Monday 13 July 2009

Regulating the City of London

The UK government's plans for regulatory reform in the financial sector seem to have impressed nobody. Both of the main opposition parties favour returning the prime responsibility for regulation to the Bank of England, but the government wants to persist with the so-called "tripartite" system. In fact, you could say it wants to make it even more complicated, with a co-ordinating body to be set up to ensure that the Treasury, Bank of England and FSA work together.

I'm agnostic about the tripartite system and doubt whether the hiving-off of the FSA had much to do with the recent crisis. There's no reason that a free-standing bank regulator can't work perfectly well. For example, Canada's big banks have been almost unscathed by the global credit crisis, and they're regulated by a single-purpose body (The Office of the Superintendent of Financial Institutions, or OSFI) rather than by the Bank of Canada.

If simplicity was the key to successful financial regulation, as the opponents of the tripartite system seem to believe, Canadian markets would be in a state of perpetual chaos.

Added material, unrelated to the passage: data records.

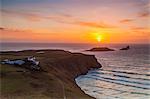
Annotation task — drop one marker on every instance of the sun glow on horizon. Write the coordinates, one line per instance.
(99, 38)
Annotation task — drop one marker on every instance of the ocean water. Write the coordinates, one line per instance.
(124, 74)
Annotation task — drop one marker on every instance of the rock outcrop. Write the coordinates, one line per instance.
(59, 70)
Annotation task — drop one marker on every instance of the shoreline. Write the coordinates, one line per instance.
(62, 67)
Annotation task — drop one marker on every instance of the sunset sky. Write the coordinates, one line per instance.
(75, 21)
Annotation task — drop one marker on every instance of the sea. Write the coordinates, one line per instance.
(125, 74)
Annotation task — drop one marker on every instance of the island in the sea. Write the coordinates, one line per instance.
(43, 74)
(100, 49)
(125, 48)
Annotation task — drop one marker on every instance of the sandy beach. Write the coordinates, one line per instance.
(55, 81)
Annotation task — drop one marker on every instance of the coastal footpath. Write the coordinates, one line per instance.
(54, 80)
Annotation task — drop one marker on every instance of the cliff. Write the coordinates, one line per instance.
(56, 80)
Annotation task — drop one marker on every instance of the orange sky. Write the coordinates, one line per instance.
(75, 21)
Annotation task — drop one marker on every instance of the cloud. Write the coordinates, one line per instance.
(144, 14)
(59, 17)
(1, 28)
(93, 24)
(26, 15)
(126, 20)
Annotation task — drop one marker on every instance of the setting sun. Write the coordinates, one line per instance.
(99, 38)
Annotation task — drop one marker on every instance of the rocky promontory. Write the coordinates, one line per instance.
(56, 80)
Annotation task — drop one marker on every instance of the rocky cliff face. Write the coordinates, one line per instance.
(73, 65)
(60, 69)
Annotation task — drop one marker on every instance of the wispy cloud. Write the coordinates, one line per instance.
(144, 14)
(93, 24)
(126, 20)
(60, 17)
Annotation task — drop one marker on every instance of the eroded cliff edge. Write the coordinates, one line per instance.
(56, 80)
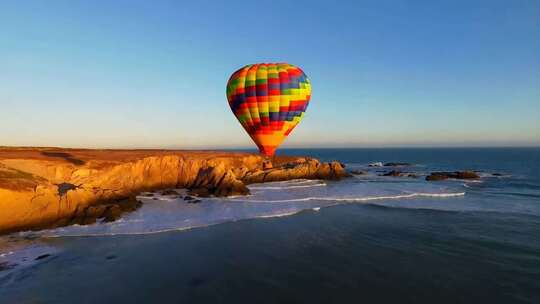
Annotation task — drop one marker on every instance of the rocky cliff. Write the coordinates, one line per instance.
(43, 187)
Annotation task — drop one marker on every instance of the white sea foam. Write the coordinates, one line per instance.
(357, 199)
(287, 187)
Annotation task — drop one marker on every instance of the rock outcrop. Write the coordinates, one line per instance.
(51, 187)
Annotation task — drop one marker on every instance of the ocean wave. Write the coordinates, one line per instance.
(357, 199)
(286, 187)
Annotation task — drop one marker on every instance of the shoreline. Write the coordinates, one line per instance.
(51, 187)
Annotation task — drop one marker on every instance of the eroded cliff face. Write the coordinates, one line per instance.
(37, 192)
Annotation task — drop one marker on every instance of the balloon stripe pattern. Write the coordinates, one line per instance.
(269, 100)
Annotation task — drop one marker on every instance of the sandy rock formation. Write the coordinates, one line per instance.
(43, 188)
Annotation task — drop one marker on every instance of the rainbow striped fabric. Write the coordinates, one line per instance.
(269, 100)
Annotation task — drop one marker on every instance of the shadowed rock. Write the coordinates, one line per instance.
(68, 157)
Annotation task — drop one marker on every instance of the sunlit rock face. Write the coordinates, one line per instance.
(53, 187)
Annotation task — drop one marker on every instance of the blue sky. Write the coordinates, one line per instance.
(384, 73)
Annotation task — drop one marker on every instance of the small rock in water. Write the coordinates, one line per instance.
(396, 164)
(6, 266)
(393, 173)
(169, 192)
(358, 172)
(43, 256)
(437, 176)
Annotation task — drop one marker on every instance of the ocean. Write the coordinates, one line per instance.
(369, 238)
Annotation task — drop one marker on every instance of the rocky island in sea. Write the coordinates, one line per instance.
(52, 187)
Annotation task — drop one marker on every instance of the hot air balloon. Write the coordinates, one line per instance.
(269, 100)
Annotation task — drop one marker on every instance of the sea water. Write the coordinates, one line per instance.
(395, 238)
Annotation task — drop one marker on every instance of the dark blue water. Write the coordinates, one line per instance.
(373, 239)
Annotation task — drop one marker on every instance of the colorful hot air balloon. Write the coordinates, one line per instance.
(269, 100)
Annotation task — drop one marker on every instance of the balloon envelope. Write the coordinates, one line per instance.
(269, 100)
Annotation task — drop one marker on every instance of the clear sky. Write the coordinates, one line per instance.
(384, 73)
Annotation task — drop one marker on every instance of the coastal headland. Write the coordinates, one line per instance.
(51, 187)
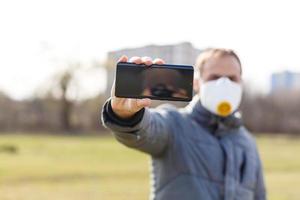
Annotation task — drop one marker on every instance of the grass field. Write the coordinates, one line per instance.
(90, 168)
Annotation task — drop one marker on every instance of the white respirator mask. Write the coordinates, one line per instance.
(221, 97)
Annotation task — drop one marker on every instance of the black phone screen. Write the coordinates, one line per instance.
(161, 82)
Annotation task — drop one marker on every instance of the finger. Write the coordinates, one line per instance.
(136, 60)
(141, 103)
(158, 61)
(123, 59)
(147, 60)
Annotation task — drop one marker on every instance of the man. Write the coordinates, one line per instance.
(202, 151)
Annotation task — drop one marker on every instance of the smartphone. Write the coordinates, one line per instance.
(159, 82)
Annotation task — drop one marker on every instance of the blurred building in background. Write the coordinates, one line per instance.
(285, 81)
(182, 53)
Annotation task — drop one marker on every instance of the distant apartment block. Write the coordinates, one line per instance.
(182, 53)
(285, 81)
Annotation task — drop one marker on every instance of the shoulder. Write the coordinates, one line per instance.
(245, 139)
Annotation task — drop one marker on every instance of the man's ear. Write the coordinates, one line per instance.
(196, 84)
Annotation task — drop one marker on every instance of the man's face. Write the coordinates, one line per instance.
(221, 66)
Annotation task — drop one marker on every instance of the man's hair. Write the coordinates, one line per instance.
(208, 53)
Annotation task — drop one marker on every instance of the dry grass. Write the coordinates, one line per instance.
(88, 168)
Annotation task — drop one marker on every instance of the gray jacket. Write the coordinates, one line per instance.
(195, 154)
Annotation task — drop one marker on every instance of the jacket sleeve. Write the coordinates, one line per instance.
(147, 131)
(260, 190)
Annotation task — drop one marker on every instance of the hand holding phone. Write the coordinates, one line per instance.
(127, 107)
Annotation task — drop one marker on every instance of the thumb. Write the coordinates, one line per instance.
(141, 103)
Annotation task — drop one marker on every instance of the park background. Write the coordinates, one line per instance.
(57, 61)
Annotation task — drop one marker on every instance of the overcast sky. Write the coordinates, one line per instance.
(38, 38)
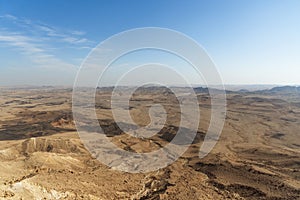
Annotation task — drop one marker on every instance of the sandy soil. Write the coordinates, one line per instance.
(42, 157)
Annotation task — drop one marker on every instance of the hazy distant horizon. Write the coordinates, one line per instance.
(251, 42)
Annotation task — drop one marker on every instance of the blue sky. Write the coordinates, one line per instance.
(251, 42)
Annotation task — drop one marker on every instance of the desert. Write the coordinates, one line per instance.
(256, 157)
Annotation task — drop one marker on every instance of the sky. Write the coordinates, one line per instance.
(250, 41)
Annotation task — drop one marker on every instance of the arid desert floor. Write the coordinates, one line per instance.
(42, 157)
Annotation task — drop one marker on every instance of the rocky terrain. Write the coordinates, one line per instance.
(256, 157)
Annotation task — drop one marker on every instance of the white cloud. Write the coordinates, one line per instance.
(38, 41)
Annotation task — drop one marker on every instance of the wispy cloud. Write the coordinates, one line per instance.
(37, 40)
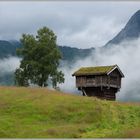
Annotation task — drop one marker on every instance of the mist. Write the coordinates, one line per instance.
(126, 55)
(8, 65)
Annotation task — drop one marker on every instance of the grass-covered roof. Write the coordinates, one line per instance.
(99, 70)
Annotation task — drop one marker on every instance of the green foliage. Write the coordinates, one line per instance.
(43, 113)
(40, 59)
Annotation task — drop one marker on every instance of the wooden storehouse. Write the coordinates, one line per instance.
(102, 81)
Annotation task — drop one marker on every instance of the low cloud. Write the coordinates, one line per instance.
(126, 55)
(8, 65)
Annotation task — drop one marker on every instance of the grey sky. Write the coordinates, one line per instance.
(78, 24)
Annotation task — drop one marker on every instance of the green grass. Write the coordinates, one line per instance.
(43, 113)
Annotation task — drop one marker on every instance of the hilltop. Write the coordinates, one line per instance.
(129, 32)
(44, 113)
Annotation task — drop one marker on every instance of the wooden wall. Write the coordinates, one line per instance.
(111, 80)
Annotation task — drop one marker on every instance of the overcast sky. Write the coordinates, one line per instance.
(77, 24)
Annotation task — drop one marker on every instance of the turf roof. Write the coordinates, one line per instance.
(99, 70)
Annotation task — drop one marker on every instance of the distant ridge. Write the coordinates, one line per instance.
(130, 31)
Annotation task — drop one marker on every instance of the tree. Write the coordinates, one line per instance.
(40, 60)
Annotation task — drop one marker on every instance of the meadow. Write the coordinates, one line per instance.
(44, 113)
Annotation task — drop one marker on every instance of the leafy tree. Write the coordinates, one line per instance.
(40, 60)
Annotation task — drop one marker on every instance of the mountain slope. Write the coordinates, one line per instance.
(130, 31)
(44, 113)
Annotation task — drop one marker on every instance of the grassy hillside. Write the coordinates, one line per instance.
(38, 113)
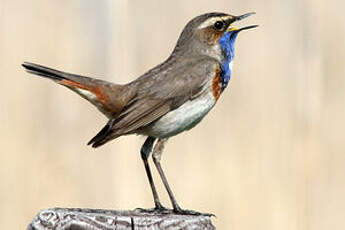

As well as the Bank of Canada and OSFI, each of the ten Provinces has traditionally maintained its own securities commission. But it all seems to work, at least well enough to avoid most crises and to deal promptly and effectively with those that do occur.

The biggest event in Canadian banking in the last fifty years was something that didn't happen. In 1998 four of the big five banks announced plans to merge: Royal Bank with Bank of Montreal and Toronto Dominion with CIBC. Both pairings argued that they were too small to compete internationally, an argument that was rather undermined by the fact that at the time, each bank was using big chunks of its existing capital to finance repurchases of its own stock. The Government had no advance warning of the plans, but kept the banks waiting for almost nine months before announcing its decision: the mergers were not in the public interest and would not be allowed to proceed.

You can agree or disagree with that decision (and at least up until the start of the credit crunch, senior bankers would still moan about it regularly) but it clearly showed the determination of the government to maintain a high degree of national influence over a key sector of the economy. It's impossible to imagine any UK government for the last two decades or more taking a similar step. Politicians and regulators alike have appeared to be in thrall to the City of London, regularly extolling (and even trying to take credit for) its undoubted success as one of the UK's few world-class sectors.

There was some tough rhetoric about cracking down on the perceived excesses of the banks and hedgies and all the rest in the early days of the credit crunch. However, I don't see much evidence of follow-through in the government's proposals. Politicians are still in awe of the big money types and fret about driving away the perceived wealth and jobs that the City brings, despite the explosion in the other side of the ledger in the past two years: the tens of thousands of jobs shed by the banks themselves, the destruction of jobs throughout the economy as a result of the drying-up of credit, and of course the potentially huge cost of bank bailouts to the public purse.

Most of the activities in the City have very little to do with the UK economy, but there's no denying that the jobs and wealth they bring are very welcome. Before the credit crunch, the City had grown too big for the UK economy, but when the crunch came, this meant that the whole edifice was too big to fail. There's very little sense in a financial regulatory system that puts the domestic banking system at risk when investment banks overstretch themselves internationally. The Canadian government, by luck or good judgment, kept its domestic banks out of trouble by refusing mergers that would have allowed them to go head to head with the big international banks. Right now, the UK government needs to take a comparably bold step by separating bread-and-butter day-to-day banking from investment finance. By all means have a regulatory regime that encourages financiers to set up shop here, but don't do so in such a way as to put domestic financial stability at risk.